Isolement bactérien

Introduction

Il existe environ 10 000 espèces de microbes nommées. On estime qu’il y a entre 10 000 et 100 000 autres espèces non identifiées pour chaque espèce identifiée. Non seulement il existe de nombreux types de bactéries, mais il y a aussi beaucoup de bactéries individuelles. Une seule cuillerée de terre peut contenir 100 millions de bactéries individuelles. Un grattage de vos gencives peut donner lieu à un million de bactéries par cm2 (un cm2 est à peu près la taille de votre petit ongle). Les bactéries présentes dans et sur notre corps représentent environ 10% de notre poids corporel sec.

La plupart des espèces de bactéries actuellement connues ont été identifiées à l’aide de techniques microbiologiques traditionnelles telles que la réaction de coloration de Gram, la morphologie et les réactions métaboliques. Les bactéries vivent rarement seules mais en communautés avec d’autres bactéries. Cela est vrai aussi bien dans l’environnement que dans et sur notre corps. Ce cours se concentre sur le rôle des bactéries dans les maladies. L’isolement d’une seule espèce de bactérie est la première étape de l’identification des bactéries possiblement responsables d’un processus pathologique.

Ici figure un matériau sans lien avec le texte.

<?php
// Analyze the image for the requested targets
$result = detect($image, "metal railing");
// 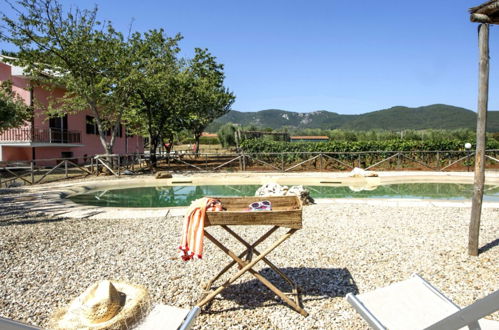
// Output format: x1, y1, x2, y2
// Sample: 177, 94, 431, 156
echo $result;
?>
0, 128, 81, 143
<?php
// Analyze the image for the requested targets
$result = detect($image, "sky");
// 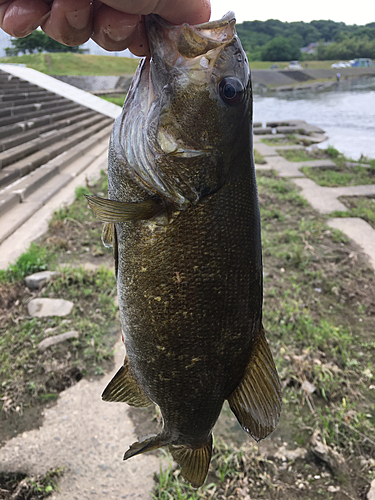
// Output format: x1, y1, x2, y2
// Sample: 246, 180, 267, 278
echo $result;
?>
211, 0, 375, 25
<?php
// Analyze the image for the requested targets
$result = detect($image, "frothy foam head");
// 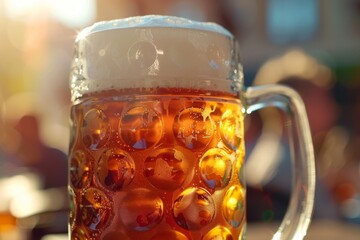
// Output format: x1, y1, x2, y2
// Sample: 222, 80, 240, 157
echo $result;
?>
70, 15, 242, 101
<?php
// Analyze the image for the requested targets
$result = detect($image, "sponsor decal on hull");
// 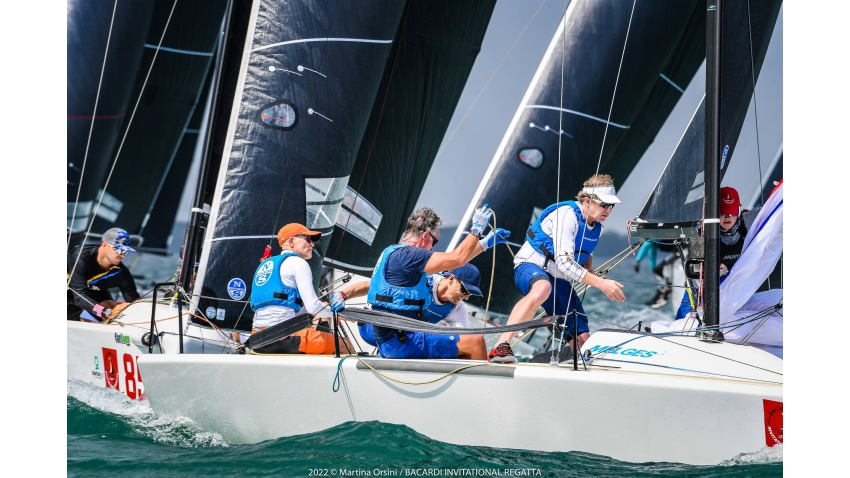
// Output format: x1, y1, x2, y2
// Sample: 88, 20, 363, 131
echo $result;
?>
764, 400, 782, 446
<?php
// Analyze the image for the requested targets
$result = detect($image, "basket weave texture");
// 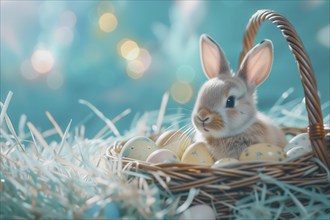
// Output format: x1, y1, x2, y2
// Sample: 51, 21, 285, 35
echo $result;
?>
107, 10, 330, 219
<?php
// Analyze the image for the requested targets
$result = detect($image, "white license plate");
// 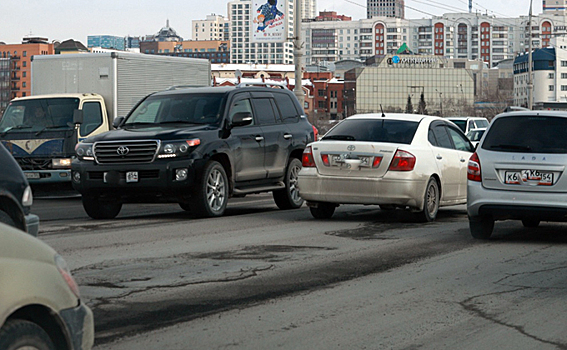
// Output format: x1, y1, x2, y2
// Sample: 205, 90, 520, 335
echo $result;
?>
126, 171, 138, 182
24, 173, 39, 179
505, 170, 553, 186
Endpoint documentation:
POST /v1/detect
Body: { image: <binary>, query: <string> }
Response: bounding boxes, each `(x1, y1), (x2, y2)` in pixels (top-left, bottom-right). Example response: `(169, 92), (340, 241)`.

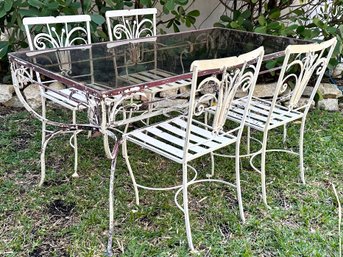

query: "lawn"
(0, 107), (343, 256)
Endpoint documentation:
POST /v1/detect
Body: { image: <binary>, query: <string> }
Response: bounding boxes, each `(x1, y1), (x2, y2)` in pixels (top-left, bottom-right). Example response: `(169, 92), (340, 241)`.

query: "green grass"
(0, 105), (343, 256)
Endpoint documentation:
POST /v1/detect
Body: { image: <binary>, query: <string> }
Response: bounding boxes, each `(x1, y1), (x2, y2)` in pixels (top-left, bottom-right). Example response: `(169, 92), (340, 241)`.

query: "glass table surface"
(9, 28), (308, 97)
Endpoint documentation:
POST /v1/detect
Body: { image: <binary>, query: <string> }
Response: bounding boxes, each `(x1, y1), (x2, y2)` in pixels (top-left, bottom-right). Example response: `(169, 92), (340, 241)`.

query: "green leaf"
(4, 0), (13, 12)
(266, 60), (277, 70)
(241, 10), (251, 19)
(46, 2), (59, 10)
(326, 27), (337, 35)
(220, 15), (231, 22)
(18, 8), (40, 18)
(140, 0), (151, 6)
(0, 41), (9, 59)
(188, 10), (200, 17)
(213, 22), (225, 28)
(164, 0), (175, 11)
(91, 14), (105, 25)
(268, 9), (281, 20)
(257, 15), (266, 26)
(267, 21), (281, 30)
(0, 8), (6, 18)
(255, 26), (267, 34)
(230, 21), (239, 29)
(28, 0), (43, 8)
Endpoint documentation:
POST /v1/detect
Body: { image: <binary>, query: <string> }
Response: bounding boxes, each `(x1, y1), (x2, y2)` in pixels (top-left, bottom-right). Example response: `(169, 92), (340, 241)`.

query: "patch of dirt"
(29, 236), (70, 257)
(47, 199), (76, 219)
(13, 132), (33, 150)
(219, 223), (231, 240)
(43, 178), (69, 187)
(0, 104), (24, 118)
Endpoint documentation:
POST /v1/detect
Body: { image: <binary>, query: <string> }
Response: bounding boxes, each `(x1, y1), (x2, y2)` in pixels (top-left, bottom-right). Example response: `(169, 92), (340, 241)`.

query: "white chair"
(105, 8), (157, 41)
(222, 38), (337, 207)
(123, 47), (264, 250)
(23, 15), (91, 185)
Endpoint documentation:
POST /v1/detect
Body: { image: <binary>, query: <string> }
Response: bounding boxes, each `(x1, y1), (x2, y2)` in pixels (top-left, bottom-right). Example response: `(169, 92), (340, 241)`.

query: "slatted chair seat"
(125, 117), (237, 163)
(119, 69), (192, 94)
(23, 15), (93, 186)
(227, 97), (304, 131)
(121, 47), (264, 250)
(42, 88), (88, 110)
(212, 38), (337, 207)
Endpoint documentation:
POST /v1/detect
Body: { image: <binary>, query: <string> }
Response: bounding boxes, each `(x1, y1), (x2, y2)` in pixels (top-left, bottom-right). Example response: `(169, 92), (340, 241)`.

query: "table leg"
(107, 141), (121, 256)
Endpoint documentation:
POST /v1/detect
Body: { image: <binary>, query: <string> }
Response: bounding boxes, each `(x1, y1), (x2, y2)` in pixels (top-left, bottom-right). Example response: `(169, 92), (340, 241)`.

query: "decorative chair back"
(105, 8), (157, 41)
(184, 47), (264, 160)
(23, 15), (92, 73)
(266, 38), (337, 126)
(23, 15), (92, 50)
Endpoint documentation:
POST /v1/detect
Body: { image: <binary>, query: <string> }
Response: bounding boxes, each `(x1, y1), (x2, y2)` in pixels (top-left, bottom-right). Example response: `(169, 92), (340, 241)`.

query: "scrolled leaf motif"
(13, 66), (34, 89)
(193, 76), (222, 116)
(33, 27), (87, 50)
(106, 92), (147, 123)
(113, 19), (154, 39)
(237, 65), (256, 92)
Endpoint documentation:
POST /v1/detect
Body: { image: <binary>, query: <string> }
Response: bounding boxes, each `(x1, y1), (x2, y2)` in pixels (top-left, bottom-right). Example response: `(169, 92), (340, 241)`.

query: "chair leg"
(206, 152), (214, 178)
(299, 117), (306, 185)
(38, 97), (46, 186)
(107, 142), (120, 256)
(282, 124), (287, 147)
(261, 131), (269, 208)
(72, 110), (79, 178)
(182, 163), (194, 251)
(247, 127), (251, 154)
(122, 140), (139, 205)
(235, 144), (245, 223)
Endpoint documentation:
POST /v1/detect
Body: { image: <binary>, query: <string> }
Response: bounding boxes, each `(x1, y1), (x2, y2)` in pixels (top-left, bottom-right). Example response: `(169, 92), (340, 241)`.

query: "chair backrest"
(266, 38), (337, 126)
(23, 15), (92, 50)
(105, 8), (157, 41)
(185, 47), (264, 158)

La première condition pour isoler physiquement une bactérie est qu’elle puisse être cultivée en laboratoire. Cela nécessite de connaître la température optimale pour la croissance, les besoins optimaux en oxygène et les besoins nutritionnels optimaux. Nous travaillons avec un nombre très limité de bactéries dans ce cours. Les bactéries avec lesquelles nous travaillons sont également très faciles à cultiver en laboratoire. La plupart des bactéries ne sont pas aussi agréables!

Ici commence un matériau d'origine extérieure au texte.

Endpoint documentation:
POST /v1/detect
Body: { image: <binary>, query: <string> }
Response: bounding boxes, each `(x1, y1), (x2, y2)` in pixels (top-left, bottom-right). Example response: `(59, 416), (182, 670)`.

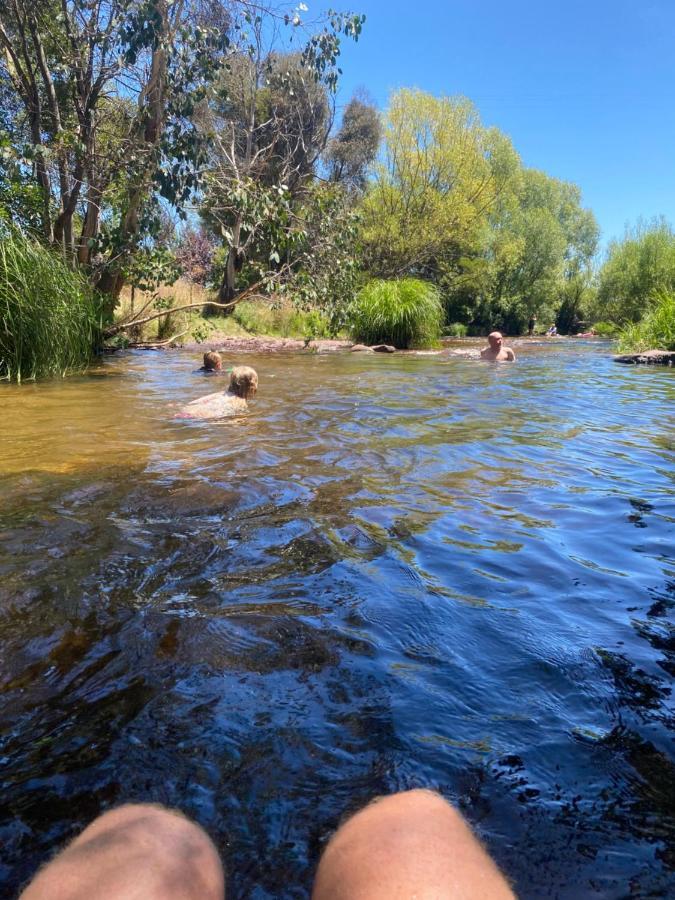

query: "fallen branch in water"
(129, 328), (190, 350)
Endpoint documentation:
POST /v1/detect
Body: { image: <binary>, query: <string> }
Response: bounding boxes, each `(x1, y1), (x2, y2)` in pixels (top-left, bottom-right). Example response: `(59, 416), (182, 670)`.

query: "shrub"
(445, 322), (469, 337)
(591, 322), (619, 337)
(0, 231), (101, 381)
(619, 290), (675, 353)
(232, 301), (330, 339)
(349, 278), (443, 348)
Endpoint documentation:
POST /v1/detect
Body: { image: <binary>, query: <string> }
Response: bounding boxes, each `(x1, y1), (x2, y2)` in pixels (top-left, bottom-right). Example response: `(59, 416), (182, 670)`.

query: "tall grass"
(619, 290), (675, 353)
(349, 278), (443, 349)
(0, 231), (100, 381)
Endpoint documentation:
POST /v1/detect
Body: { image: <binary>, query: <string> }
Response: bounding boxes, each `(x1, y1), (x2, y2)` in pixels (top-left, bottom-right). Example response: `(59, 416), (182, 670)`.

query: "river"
(0, 340), (675, 898)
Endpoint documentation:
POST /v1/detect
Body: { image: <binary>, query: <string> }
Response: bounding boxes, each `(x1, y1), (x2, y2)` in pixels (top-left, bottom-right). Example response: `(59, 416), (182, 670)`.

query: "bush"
(0, 231), (101, 381)
(619, 291), (675, 353)
(445, 322), (469, 337)
(232, 301), (330, 339)
(591, 322), (619, 337)
(348, 278), (443, 349)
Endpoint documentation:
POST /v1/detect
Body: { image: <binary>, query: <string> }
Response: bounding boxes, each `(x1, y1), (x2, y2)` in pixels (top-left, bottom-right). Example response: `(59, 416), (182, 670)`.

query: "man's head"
(230, 366), (258, 400)
(204, 350), (223, 372)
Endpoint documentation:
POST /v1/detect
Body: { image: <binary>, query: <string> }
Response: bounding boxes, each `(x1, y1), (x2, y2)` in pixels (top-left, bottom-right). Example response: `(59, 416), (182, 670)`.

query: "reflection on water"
(0, 341), (675, 898)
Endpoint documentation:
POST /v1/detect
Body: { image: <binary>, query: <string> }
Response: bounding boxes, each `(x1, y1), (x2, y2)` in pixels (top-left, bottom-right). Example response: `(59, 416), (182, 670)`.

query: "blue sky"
(332, 0), (675, 253)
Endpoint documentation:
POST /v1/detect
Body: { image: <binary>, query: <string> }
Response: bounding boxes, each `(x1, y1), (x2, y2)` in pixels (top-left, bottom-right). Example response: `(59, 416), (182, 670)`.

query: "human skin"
(480, 331), (516, 362)
(176, 366), (258, 420)
(312, 790), (514, 900)
(20, 803), (225, 900)
(20, 790), (514, 900)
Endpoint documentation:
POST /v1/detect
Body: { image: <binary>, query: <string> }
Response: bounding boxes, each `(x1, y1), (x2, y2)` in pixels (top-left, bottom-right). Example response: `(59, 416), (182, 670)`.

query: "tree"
(0, 0), (226, 303)
(200, 6), (363, 303)
(363, 90), (518, 278)
(447, 169), (598, 332)
(326, 91), (382, 194)
(596, 218), (675, 324)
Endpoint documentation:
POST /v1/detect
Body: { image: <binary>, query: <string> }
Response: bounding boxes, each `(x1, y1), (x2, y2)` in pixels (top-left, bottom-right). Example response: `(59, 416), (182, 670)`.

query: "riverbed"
(0, 340), (675, 898)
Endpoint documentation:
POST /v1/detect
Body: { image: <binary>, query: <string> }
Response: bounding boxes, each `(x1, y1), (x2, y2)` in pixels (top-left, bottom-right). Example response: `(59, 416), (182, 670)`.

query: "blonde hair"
(230, 366), (258, 400)
(204, 350), (223, 372)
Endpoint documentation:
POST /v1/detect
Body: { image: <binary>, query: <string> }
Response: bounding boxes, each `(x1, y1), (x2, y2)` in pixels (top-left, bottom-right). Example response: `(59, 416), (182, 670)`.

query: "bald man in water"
(480, 331), (516, 362)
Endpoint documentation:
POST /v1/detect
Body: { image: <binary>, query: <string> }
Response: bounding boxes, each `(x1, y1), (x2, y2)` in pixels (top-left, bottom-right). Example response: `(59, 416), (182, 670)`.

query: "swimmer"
(199, 350), (223, 375)
(175, 366), (258, 419)
(480, 331), (516, 362)
(20, 790), (515, 900)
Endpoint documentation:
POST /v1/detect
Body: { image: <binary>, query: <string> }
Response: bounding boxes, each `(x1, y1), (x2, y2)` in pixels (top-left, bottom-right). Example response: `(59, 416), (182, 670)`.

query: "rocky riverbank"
(614, 350), (675, 366)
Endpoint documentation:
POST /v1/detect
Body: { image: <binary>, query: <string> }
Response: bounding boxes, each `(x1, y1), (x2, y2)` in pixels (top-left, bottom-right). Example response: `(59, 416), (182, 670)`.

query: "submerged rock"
(614, 350), (675, 366)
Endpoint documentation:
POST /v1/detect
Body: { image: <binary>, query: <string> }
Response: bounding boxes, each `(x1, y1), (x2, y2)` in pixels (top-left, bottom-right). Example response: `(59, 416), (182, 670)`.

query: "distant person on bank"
(176, 366), (258, 419)
(480, 331), (516, 362)
(199, 350), (223, 375)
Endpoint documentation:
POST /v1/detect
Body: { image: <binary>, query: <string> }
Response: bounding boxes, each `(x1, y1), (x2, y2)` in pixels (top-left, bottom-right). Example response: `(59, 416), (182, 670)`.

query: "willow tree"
(362, 90), (519, 277)
(596, 218), (675, 324)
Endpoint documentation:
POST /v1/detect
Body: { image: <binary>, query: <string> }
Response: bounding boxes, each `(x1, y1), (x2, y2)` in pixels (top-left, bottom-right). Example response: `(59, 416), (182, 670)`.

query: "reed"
(0, 231), (101, 382)
(349, 278), (443, 349)
(619, 290), (675, 353)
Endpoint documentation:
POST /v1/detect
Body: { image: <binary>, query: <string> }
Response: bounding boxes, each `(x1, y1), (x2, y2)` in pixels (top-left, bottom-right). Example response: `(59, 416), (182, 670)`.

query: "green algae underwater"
(0, 341), (675, 898)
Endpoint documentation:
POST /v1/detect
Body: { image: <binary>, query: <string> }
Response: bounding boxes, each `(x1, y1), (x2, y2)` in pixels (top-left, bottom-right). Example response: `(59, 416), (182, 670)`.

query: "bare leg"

Il y a deux façons principales d’isoler les organismes.

  1. Démontage pour l’isolement sur une plaque de gélose
  2. La méthode de la plaque à verser

Démontage pour l’isolement sur une plaque de gélose implique la dilution successive des organismes jusqu’à ce que vous ayez les cellules à une densité suffisamment basse pour que les cellules uniques soient physiquement isolées dans l’espace pour donner lieu à des colonies individuelles reconnaissables. Dans la méthode de la plaque de coulée, vous diluez suffisamment votre échantillon avant de l’ajouter à la gélose refroidie et fondue, puis vous versez ce mélange dans un plat. Les cellules isolées donnent naissance à des colonies individuelles qui se développent dans la gélose elle-même. Cette technique peut être un peu délicate. Si la gélose fondue est trop chaude, vous tuez toutes les bactéries. Si la gélose fondue est trop froide, vous vous retrouvez avec un gros morceau dans votre boîte de Pétri. La méthode des stries permet d’obtenir des colonies individuelles à la surface de la gélose. Cette technique est beaucoup plus rapide et plus facile à maîtriser.

Aperçu

On vous donne un échantillon de bouillon contenant trois organismes, Staphylococcus xylosus, Serratia marsescens et Escherichia. coli.

Les trois organismes se développent facilement en aérobiose sur la gélose tryptique de soja (TSA). Cependant, S. marsescens ne forme un pigment rouge qu’à 35°C ou moins et de façon optimale à température ambiante (25°C). Il se développe très rapidement à toutes les températures pour former des colonies de taille moyenne.

E. coli a un aspect bronzé à toutes les températures et se développe également rapidement pour former de grandes colonies.

S. xylosus a un aspect jaune-orange à toutes les températures, se développe rapidement et forme des colonies moyennes à grandes.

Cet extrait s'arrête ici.